Retinal ganglion cell survival and axon regeneration in Wld S transgenic rats after optic nerve crush and lens injury
1 Centre for Brain Repair, University of Cambridge, Cambridge, UK
2 First Department of Ophthalmology, Evgenidion Hospital, University of Athens, Athens, Greece
3 Cambridge NIHR Biomedical Research Centre, Cambridge, UK
4 Eye Department, Addenbrooke's Hospital, Cambridge, UK
5 Cambridge Centre for Brain Repair, University of Cambridge, Cambridge, CB2 0PY, United Kingdom
Citation and License
BMC Neuroscience 2012, 13:56 doi:10.1186/1471-2202-13-56Published: 6 June 2012
We have previously shown that the slow Wallerian degeneration mutation, whilst delaying axonal degeneration after optic nerve crush, does not protect retinal ganglion cell (RGC) bodies in adult rats. To test the effects of a combination approach protecting both axons and cell bodies we performed combined optic nerve crush and lens injury, which results in both enhanced RGC survival as well as axon regeneration past the lesion site in wildtype animals.

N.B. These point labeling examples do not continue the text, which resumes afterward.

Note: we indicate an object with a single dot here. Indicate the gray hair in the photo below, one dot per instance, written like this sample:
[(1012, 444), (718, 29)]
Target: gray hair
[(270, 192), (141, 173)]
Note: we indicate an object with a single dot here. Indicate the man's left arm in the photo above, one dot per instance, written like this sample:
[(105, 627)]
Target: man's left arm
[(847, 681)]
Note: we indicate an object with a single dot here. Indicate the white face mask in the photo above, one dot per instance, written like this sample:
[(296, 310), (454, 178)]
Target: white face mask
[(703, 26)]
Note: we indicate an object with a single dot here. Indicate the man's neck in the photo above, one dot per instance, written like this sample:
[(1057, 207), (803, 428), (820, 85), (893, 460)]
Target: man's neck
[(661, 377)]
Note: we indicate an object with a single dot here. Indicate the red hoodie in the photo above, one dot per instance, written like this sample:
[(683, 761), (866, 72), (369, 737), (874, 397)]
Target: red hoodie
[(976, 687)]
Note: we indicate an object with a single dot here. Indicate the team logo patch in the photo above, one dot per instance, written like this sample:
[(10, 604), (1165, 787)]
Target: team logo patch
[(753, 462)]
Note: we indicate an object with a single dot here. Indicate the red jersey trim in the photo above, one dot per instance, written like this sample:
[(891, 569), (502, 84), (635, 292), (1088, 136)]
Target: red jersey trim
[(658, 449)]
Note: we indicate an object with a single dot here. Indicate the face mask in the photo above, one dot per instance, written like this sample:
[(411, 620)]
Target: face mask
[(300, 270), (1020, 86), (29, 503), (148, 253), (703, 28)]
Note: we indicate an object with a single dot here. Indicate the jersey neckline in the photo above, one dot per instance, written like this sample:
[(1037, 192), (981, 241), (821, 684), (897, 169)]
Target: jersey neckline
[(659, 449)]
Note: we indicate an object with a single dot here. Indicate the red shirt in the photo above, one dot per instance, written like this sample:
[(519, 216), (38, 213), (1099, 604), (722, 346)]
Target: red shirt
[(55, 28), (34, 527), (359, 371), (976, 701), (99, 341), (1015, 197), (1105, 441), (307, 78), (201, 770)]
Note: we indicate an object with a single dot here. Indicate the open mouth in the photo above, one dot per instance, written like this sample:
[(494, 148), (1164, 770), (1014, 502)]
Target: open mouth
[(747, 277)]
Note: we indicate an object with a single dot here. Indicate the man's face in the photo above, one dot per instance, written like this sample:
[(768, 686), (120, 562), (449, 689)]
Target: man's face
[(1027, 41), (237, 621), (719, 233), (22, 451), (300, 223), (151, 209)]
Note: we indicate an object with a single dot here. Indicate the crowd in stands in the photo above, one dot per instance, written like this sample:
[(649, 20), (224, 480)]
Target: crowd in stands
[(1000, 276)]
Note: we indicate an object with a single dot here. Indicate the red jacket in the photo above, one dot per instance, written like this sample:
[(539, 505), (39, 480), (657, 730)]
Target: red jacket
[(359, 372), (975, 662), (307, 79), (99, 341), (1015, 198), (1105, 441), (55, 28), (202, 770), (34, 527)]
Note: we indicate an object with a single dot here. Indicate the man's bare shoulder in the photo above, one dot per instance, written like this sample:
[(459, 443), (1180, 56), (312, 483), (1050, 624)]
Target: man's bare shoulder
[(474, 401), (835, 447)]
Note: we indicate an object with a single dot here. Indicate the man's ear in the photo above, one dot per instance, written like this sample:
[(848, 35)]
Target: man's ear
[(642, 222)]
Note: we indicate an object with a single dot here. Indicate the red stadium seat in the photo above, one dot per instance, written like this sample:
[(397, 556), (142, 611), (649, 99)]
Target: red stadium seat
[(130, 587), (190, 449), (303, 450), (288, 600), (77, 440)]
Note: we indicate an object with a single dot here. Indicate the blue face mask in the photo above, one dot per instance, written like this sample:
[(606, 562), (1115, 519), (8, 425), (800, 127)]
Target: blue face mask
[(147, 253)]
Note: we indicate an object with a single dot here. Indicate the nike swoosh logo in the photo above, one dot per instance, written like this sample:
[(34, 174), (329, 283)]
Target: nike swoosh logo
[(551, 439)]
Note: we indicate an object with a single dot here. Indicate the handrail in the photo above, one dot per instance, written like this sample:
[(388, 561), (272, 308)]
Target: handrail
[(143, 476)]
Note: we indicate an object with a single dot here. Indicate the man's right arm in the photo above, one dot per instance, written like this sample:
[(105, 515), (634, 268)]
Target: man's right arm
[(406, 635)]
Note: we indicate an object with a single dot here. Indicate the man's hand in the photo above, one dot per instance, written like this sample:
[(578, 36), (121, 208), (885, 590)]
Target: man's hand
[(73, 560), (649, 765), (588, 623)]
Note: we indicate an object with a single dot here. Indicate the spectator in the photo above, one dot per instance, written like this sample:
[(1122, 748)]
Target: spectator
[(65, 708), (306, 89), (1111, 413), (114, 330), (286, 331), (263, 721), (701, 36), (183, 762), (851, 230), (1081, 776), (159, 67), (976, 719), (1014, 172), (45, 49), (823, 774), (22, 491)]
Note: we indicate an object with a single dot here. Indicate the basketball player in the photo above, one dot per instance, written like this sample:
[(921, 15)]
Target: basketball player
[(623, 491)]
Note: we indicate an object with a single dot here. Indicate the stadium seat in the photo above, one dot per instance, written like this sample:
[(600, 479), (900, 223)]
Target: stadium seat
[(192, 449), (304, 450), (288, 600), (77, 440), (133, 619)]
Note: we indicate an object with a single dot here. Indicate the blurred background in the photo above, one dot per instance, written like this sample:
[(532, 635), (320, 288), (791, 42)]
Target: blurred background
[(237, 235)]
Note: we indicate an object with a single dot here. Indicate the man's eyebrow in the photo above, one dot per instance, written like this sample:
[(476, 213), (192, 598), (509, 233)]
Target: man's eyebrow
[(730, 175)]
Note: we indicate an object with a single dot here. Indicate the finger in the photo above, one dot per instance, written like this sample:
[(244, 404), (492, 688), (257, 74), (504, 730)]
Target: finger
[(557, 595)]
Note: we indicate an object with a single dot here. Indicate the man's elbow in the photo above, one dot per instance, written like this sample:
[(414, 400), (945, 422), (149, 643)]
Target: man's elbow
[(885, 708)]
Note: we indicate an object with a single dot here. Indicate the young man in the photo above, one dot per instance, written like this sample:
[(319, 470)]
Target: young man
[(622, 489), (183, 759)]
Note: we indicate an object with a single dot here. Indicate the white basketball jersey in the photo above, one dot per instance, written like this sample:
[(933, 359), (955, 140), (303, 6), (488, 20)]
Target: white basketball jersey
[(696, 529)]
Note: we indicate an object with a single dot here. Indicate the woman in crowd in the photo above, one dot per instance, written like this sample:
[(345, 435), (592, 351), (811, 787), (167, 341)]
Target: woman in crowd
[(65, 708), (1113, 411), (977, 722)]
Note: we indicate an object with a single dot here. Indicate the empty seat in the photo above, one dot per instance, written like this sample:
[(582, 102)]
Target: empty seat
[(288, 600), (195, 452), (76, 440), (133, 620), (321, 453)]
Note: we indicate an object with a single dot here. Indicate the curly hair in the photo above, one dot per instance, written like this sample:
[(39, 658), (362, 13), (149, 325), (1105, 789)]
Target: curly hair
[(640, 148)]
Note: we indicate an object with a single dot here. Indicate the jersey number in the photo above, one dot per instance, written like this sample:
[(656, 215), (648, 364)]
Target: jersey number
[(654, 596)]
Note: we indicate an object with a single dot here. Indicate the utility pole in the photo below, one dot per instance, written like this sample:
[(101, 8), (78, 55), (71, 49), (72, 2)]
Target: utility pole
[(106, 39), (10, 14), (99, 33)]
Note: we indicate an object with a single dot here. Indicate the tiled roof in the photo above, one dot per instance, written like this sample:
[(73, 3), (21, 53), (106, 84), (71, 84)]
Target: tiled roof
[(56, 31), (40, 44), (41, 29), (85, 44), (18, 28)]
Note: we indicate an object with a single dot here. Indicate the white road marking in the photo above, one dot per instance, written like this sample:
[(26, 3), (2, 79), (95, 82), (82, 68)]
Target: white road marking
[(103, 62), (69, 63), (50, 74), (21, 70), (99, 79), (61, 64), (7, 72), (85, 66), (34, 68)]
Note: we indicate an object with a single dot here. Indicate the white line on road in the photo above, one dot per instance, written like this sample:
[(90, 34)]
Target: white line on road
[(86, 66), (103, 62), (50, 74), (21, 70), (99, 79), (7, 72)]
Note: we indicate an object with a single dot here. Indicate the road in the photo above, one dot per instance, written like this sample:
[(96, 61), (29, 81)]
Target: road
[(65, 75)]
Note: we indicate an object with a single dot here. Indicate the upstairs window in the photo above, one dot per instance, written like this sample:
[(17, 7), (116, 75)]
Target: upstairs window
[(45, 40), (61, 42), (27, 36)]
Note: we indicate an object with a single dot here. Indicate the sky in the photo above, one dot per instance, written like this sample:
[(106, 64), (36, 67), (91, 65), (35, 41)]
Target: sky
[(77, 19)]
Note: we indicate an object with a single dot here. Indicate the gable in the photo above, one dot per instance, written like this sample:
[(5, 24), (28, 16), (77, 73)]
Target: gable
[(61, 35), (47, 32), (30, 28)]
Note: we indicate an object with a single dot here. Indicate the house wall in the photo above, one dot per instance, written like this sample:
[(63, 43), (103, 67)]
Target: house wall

As previously reported we found that the WldS mutation does not protect RGC bodies after optic nerve crush alone. Surprisingly, we found that WldS transgenic rats did not exhibit the enhanced RGC survival response after combined optic nerve crush and lens injury that was observed in wildtype rats. RGC axon regeneration past the optic nerve lesion site was, however, similar in WldS and wildtypes. Furthermore, activation of retinal glia, previously shown to be associated with enhanced RGC survival and axon regeneration after optic nerve crush and lens injury, was unaffected in WldS transgenic rats.
RGC axon regeneration is similar between WldS transgenic and wildtype rats, but WldS transgenic rats do not exhibit enhanced RGC survival after combined optic nerve crush and lens injury suggesting that the neuroprotective effects of lens injury on RGC survival may be limited by the WldS protein.